Hence when UnixCrypt is used to generate a password with a salt beyond those limits, the resulting hash is something that is incompatible with Unix password hashes used for login purposes (users, etc).
Other implementations of sha crypt also seem to constrain the number of bytes used in the salt: ftp://ftp.arlut.utexas.edu/pub/java_hashes/SHA-crypt.txt http://www.ic.unicamp.br/~islene/2s2008-mo806/libc/crypt/sha512-crypt.c
The suggestion for this gem is to also bring up this issue either via truncation of salts(like the linked implementations above) or an exception (like mkpasswd). My personal preference would be an exception.
/cc @sergueif
Great suggestion. I've implemented a maximum, and taken the opportunity to do a bit of housekeeping on the code. I haven't implemented a minimum, as I couldn't find anywhere in the spec that said there was one. Do you have any information on this?

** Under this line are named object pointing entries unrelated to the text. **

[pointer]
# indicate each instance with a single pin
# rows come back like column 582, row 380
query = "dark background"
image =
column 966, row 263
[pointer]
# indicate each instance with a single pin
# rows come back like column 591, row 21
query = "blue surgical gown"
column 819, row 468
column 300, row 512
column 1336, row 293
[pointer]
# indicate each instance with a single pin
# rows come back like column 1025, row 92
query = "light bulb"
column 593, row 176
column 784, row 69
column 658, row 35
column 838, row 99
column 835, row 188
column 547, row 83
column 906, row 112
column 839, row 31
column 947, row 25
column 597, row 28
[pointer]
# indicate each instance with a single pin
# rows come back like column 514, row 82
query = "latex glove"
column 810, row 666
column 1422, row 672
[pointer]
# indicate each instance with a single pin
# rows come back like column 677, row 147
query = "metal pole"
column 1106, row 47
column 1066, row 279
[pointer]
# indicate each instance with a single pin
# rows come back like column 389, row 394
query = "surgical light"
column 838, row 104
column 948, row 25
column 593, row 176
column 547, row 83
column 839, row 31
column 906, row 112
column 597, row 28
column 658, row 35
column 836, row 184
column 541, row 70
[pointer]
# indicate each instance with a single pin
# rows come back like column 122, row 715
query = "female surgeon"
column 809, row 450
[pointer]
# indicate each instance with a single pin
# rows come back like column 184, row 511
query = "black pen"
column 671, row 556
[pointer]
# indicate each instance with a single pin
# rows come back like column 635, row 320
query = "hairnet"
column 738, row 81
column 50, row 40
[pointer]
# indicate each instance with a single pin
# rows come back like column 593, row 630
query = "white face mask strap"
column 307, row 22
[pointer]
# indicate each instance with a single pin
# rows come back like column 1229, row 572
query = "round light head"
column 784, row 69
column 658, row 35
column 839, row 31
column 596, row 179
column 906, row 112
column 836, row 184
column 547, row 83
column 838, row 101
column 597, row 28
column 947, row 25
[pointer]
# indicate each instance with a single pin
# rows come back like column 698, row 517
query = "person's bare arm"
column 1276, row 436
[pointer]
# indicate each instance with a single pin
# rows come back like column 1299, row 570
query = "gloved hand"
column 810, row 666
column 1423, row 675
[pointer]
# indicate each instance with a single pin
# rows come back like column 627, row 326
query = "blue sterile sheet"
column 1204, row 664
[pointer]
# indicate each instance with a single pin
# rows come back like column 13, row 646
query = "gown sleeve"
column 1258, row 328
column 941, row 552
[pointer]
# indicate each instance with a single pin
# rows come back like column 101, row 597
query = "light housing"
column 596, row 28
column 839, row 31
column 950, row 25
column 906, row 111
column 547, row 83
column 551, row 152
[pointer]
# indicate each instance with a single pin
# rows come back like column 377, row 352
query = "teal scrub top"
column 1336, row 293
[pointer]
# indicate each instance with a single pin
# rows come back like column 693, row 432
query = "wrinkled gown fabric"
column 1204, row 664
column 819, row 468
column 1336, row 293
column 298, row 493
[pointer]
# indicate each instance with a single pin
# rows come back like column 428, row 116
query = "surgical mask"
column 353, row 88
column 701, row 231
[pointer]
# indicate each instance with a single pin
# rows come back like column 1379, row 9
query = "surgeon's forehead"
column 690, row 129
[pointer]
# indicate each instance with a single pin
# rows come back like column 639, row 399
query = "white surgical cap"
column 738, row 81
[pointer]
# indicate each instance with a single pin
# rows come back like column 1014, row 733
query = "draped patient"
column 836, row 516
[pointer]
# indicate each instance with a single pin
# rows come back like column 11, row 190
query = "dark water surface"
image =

mkpasswd (from the ubuntu whois package) seems to impose a minimum salt length on certain algorithms (8 bytes for sha-512, 2 bytes for the DES, etc). From googling around, it seems to be a very popular implementation, but I'm not sure if the ultimate spec for the algorithm itself (which is probably just the source code for crypt on each linux platform) has such a restriction. Perhaps there is some RFC out there that specifies the behavior?